Sixty-one first episodes of MDR/XDR P. aeruginosa infection were included. The most common source was lower respiratory tract infection (34.4%), 14.8% episodes developed bloodstream infection and 50.8% had sepsis at presentation. Ceftazidime-avibactam therapy was initiated at a median of 7.0 (interquartile range [IQR]: 3.5-12.0) days from symptom onset; it was used as combined therapy in 29 (47.5%) episodes. Clinical cure rate by day 14 was 54.1% and predictors of response were days to source control (adjusted odds ratio [aOR]: 0.84; 95% confidence interval [CI]: 0.72-0.98; P = 0.024), days until the initiation of CAZ-AVI therapy (aOR: 0.65; 95% CI: 0.49-0.86; P = 0.003), age (aOR: 1.07; 95% CI: 0.99-1.15; P = 0.066) and CAZ-AVI combination therapy (aOR: 0.02; 95% CI: 0.01-0.38; P = 0.009). Rates of 30-day all-cause mortality and 90-day recurrence were 13.1% and 12.5%, respectively.

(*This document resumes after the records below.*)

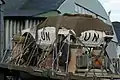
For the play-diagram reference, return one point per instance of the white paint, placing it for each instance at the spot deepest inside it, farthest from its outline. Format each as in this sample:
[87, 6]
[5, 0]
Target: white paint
[90, 36]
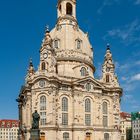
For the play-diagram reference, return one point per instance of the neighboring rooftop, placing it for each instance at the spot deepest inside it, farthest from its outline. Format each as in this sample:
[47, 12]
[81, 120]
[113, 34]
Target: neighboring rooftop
[9, 123]
[125, 115]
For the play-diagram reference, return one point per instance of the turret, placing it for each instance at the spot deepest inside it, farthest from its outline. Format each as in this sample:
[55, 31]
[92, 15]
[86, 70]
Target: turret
[31, 70]
[66, 10]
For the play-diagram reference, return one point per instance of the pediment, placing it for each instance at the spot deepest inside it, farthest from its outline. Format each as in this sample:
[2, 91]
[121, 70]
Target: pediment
[89, 79]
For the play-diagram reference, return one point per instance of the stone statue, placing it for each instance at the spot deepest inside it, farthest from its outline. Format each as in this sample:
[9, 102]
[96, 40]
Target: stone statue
[36, 118]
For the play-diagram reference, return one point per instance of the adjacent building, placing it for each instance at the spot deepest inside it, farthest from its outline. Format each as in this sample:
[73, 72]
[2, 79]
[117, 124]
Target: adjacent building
[72, 103]
[125, 126]
[9, 129]
[136, 125]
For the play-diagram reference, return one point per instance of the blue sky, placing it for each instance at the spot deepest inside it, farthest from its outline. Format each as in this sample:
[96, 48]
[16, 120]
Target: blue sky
[22, 26]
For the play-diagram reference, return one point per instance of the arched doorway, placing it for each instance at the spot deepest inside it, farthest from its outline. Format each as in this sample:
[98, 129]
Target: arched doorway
[42, 136]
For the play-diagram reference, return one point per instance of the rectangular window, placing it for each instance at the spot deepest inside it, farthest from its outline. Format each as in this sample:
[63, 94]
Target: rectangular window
[42, 118]
[64, 118]
[56, 44]
[87, 119]
[105, 121]
[78, 44]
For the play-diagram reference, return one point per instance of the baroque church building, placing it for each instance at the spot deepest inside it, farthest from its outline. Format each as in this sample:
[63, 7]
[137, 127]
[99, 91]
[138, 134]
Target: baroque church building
[72, 104]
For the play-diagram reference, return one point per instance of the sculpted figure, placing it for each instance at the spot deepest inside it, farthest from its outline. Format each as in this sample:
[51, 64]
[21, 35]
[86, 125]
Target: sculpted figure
[36, 118]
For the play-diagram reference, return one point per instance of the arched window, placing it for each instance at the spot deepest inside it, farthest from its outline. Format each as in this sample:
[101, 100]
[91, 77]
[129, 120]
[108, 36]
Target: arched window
[42, 103]
[105, 114]
[65, 136]
[87, 105]
[107, 79]
[106, 136]
[69, 9]
[56, 43]
[60, 8]
[78, 44]
[64, 111]
[83, 71]
[43, 66]
[87, 112]
[105, 108]
[42, 110]
[64, 104]
[88, 86]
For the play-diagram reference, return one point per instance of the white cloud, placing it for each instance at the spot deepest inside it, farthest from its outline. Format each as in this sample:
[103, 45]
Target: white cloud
[128, 34]
[136, 77]
[106, 3]
[137, 2]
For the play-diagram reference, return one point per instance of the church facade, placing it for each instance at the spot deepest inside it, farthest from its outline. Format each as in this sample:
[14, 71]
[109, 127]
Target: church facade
[72, 103]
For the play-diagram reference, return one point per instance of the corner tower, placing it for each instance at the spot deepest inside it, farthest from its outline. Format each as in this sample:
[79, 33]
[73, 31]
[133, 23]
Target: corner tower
[72, 103]
[72, 46]
[66, 8]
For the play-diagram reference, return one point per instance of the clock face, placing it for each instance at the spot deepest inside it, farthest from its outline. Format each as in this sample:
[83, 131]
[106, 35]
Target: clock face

Emergence of drug resistance to CAZ-AVI was not detected. Treatment-related adverse events occurred in three episodes (4.9%).
CAZ-AVI constitutes a valid alternative for the treatment of infections due to MDR/XDR P. aeruginosa.
头孢他啶-阿维巴坦(CAZ-AVI)治疗多重耐药或极耐药(MDR/XDR)铜绿假单胞菌感染的临床经验有限。
对接受CAZ-AVI治疗的MDR/XDR铜绿假单胞菌感染患者进行回顾性队列研究。主要结局是第14天的临床治愈情况,通过对接受CAZ-AVI联合治疗的倾向评分进行调整的逻辑回归进行评估。次要结局包括30天全因死亡率、90天复发率、新出现的CAZ-AVI耐药性以及治疗安全性。
纳入61例MDR/XDR铜绿假单胞菌感染的首发病例。最常见的感染源是下呼吸道感染(34.4%),14.8%的病例发生血流感染,50.8%的病例在就诊时患有脓毒症。头孢他啶-阿维巴坦治疗从症状出现到开始的中位时间为7.0天(四分位间距[IQR]:3.5 - 12.0天);29例(47.5%)病例采用联合治疗。第14天的临床治愈率为54.1%,反应的预测因素包括达到感染源控制的天数(调整优势比[aOR]:0.84;95%置信区间[CI]:0.72 - 0.98;P = 0.024)、开始CAZ-AVI治疗前的天数(aOR:0.65;95% CI:0.49 - 0.86;P = 0.003)、年龄(aOR:1.07;95% CI:0.99 - 1.15;P = 0.066)以及CAZ-AVI联合治疗(aOR:0.02;95% CI:0.01 - 0.38;P = 0.009)。30天全因死亡率和90天复发率分别为13.1%和12.5%。未检测到对CAZ-AVI的耐药性出现。3例(4.9%)病例发生了与治疗相关的不良事件。
CAZ-AVI是治疗MDR/XDR铜绿假单胞菌感染的一种有效替代方案。